S4E42: Later, we'll build castles
Full transcript:
Good morning, happy Tuesday and welcome to the Language Confidence Project, the daily dose of language courage for people who love languages and those who really don’t, but have to learn one anyway. And before we start, this is just a quick heads up that this is the final week of season 4 of the Language Confidence Project, I’m taking a break over the summer, and then I’ll be back on the 4th September for season 5.
So today, I want to talk about that feeling when you’ve just spent time studying a topic, you’ve learned all this vocabulary and maybe some key facts and trivia to go with it, and then you start doing stuff with what you’ve learned, and you hate what you make.
And I know how it feels when what you create doesn’t match up with what you have in your head. And that’s partly going to be because the topics might be new. Language courses, especially at a higher level, often get you to think about all sorts of topics you’ve never really much considered before: the environment, world politics, current affairs specific to a country you might never have been to. But more than that, even with the topics you know really well, it still opens up that can of worms. Because in your native language, everything is so vivid. Your opinions are so complex and nuanced, and you can express all of them. Your inner world is so colourful and so textured and then you’re trying to find some way to get all that you-ness into whatever you’re trying to say or write and it just doesn’t work.
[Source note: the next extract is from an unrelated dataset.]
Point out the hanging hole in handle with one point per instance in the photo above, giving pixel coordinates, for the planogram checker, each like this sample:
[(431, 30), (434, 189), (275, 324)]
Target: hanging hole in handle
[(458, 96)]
And so, if this is where you’re at right now, I just wanted to share a beautiful quote by Shannon Hale, who is an American author, she writes young adult fantasy fiction, about writing her first drafts. And this is what she says:
“I’m writing a first draft and I’m reminding myself that I’m simply shoveling sand into a box, so that later, I can build castles.”
And it’s exactly the same for you when you’re practising your speaking or writing in your new language. Whatever level you’re at. If you are approaching a topic for the first time, no matter how general or how specific, how technical, if you’re approaching it for the first time, it’s going to be a first iteration. It’s going to be a bit messy.
You won’t really know what to say. Or maybe you will know what you want to say, but the words won’t come. Or you’ll get the message out, but it’ll feel too clunky, too simplistic, too amateur, not knowledgeable enough, not persuasive enough, not funny enough.
But that’s 100% a perfect place to start.
And then you’ll talk about the topic again, or you’ll have the same conversation with a different person, and this time, it’ll be a bit easier. You’ll already know what you think about the topic, your opinions will be a bit more crystalised, even if there’s still flexibility there, and some of the vocabulary will be there waiting and it’ll come naturally when you need it. The first few times you talk or write about something in your new language really is just like writing the first draft of a manuscript.
While you’re learning your language, you are shovelling so much sand and I know how impatient you are for those magnificent castles to appear. But keep going, keep creating those foundations, keep having those conversations for the first time and exploring the topics you’ve never explored before and you will get there.
Keep shovelling that sand, language learners, and the castles will come.
Have a wonderful day, and I will see you tomorrow.